[[ https://github.com/bitcoin/bips/blob/master/bip-0158.mediawiki | BIP158 ]] describes compact block filters: highly space-efficient ways for nodes to describe the full set of items (spent outpoints, output scriptpubkeys) that are present in a block, that a wallet can then use to determine which blocks it is interested in (e.g., by detecting which blocks contain transactions outputting to scriptpubkeys owned by the wallet).
The technology at play is sets of short hashes, with a hashspace chosen to be compressible in a nearly entropy-optimal way with Golomb-Rice encoding. The false positive rate is one per 784931. The compressed sets are awkward to update or query individual items compared to Bloom filters, however they are only 70% of the size of a Bloom filter for a similar false-positive rate. Full nodes can calculate these once for a given block, then throw them in a database and serve them as-is on demand.
Wallets download the full set of filters (will generally be about 2-3% of block size), then uses them to check which blocks are interesting. The wallet then downloads full blocks (but only the relevant ones) to reconstruct transaction history. Very little information leaks to the full node (who only learns which blocks were interesting, but not why).
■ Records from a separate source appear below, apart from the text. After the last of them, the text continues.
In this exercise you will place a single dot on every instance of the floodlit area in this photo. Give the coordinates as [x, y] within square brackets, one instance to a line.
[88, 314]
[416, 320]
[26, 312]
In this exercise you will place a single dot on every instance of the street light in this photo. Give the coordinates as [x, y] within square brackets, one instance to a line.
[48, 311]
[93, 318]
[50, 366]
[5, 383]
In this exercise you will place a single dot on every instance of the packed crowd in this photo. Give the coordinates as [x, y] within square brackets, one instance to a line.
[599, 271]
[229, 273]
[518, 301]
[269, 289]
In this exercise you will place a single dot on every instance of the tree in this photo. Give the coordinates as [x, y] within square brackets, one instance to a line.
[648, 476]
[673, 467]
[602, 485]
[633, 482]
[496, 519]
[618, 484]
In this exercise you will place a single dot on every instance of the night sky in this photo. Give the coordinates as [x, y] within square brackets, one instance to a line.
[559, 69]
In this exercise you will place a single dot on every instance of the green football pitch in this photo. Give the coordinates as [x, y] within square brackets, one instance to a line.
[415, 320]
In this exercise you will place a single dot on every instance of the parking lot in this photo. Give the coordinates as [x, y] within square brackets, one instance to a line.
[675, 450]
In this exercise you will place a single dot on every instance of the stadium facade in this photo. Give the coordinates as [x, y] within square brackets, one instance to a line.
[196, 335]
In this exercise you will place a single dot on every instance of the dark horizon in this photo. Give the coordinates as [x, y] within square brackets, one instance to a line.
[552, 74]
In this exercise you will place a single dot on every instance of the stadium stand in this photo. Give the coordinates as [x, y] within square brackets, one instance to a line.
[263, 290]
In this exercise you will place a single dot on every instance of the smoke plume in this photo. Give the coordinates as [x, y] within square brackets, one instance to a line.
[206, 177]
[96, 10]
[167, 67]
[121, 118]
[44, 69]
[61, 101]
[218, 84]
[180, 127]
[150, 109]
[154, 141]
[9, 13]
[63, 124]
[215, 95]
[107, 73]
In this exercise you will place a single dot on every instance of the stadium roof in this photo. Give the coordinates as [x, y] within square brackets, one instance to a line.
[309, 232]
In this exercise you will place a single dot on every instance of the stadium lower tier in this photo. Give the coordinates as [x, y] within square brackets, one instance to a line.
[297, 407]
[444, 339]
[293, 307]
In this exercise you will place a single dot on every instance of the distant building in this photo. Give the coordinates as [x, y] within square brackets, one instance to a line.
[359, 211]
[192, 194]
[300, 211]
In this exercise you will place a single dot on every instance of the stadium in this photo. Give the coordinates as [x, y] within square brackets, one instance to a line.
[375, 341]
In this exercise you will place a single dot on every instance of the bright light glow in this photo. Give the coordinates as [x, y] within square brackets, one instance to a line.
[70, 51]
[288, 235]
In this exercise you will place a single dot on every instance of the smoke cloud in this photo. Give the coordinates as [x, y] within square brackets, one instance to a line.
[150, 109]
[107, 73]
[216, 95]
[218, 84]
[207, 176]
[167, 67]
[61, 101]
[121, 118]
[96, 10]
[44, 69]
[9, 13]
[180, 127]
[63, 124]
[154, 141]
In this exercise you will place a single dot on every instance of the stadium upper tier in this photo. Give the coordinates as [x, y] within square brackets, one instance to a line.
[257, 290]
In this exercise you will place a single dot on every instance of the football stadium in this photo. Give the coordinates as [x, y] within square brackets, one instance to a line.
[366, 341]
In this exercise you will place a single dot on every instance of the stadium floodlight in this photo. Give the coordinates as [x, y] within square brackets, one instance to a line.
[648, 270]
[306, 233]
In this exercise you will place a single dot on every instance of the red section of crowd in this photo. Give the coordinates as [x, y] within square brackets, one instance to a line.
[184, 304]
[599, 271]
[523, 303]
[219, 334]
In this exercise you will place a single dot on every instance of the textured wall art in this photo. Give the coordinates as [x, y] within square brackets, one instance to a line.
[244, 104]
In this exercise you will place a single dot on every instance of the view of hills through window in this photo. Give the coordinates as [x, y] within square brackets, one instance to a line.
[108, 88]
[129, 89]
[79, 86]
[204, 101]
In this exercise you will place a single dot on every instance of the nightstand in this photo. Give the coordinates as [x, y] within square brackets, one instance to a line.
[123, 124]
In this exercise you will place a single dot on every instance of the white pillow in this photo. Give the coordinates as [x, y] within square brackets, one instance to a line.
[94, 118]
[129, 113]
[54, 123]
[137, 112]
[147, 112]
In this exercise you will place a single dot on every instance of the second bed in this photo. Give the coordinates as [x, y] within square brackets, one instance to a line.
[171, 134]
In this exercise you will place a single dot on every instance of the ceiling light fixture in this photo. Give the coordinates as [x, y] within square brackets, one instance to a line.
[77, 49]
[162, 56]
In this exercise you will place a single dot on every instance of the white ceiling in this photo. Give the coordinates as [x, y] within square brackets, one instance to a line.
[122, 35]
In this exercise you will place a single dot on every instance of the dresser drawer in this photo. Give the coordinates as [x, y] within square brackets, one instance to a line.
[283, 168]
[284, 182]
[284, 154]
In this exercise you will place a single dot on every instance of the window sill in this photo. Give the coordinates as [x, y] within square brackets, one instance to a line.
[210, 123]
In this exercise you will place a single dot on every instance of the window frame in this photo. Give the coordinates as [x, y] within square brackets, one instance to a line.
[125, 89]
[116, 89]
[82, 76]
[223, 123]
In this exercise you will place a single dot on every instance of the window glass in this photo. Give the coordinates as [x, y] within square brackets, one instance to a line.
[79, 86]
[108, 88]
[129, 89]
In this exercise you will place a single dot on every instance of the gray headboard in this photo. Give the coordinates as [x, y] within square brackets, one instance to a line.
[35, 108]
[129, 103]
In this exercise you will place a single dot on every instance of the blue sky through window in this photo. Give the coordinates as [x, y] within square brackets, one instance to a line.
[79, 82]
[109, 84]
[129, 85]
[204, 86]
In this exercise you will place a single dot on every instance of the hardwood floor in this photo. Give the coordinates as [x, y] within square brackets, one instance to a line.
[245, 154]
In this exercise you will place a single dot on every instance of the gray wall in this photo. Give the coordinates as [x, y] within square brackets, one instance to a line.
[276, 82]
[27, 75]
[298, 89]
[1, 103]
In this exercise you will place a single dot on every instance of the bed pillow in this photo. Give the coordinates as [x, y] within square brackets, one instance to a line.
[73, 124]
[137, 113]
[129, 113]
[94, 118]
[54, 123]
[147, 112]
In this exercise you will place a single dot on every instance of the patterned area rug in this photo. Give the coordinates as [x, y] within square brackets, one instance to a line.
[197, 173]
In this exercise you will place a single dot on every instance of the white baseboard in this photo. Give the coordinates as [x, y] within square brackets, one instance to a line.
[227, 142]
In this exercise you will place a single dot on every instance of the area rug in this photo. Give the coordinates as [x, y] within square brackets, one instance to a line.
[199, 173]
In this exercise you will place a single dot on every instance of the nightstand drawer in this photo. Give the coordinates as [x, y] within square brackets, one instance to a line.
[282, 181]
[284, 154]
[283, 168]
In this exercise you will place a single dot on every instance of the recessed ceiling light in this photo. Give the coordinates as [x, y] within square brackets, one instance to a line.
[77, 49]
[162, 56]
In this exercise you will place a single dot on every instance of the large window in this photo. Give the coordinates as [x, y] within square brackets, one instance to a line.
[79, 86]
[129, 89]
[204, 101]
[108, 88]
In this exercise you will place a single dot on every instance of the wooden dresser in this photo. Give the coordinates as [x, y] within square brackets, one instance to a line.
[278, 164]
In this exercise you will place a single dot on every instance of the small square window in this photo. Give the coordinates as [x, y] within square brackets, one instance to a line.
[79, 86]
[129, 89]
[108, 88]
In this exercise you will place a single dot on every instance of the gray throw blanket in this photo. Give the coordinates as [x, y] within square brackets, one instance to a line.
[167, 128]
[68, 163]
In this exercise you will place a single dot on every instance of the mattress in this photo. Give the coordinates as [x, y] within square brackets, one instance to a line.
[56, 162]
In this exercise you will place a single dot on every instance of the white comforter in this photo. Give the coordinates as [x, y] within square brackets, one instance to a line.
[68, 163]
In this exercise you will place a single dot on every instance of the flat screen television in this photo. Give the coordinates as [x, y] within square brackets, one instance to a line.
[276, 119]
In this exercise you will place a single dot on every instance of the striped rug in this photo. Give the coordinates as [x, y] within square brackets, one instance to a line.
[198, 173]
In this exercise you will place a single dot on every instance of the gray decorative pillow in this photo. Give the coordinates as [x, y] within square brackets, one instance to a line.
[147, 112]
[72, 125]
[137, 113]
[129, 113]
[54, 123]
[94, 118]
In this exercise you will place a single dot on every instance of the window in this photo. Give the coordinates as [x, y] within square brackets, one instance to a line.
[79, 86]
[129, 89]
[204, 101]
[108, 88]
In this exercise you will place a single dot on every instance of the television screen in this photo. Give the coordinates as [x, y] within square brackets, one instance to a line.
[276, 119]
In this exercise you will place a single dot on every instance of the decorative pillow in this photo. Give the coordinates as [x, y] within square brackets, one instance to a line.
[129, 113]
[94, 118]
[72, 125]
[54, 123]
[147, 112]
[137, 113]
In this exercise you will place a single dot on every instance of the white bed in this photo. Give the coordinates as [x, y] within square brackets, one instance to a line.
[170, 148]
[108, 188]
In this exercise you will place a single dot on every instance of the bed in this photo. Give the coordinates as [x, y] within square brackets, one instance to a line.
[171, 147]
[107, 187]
[[ https://github.com/bitcoin/bips/blob/master/bip-0157.mediawiki | BIP157 ]] describes an upgrade to the p2p protocol to allow clients to fetch the compact block filter from a full node (who will have already computed the filters and stored them in a database). In addition, it describes 'filter headers' which work in a chain, much like block headers but without proof of work. Wallets can use this filter header chain combined with multiple connections, to quickly compare the filter 'tips' of various nodes. In case of disagreement they can rewind to fork point and find the liar. Thus absent an eclipse attack, wallets have good confidence that they are seeing everything of interest in the blockchain. In future, the filter hashes could be committed into the chain by consensus rule, which would simplify this process to have security backed by proof of work.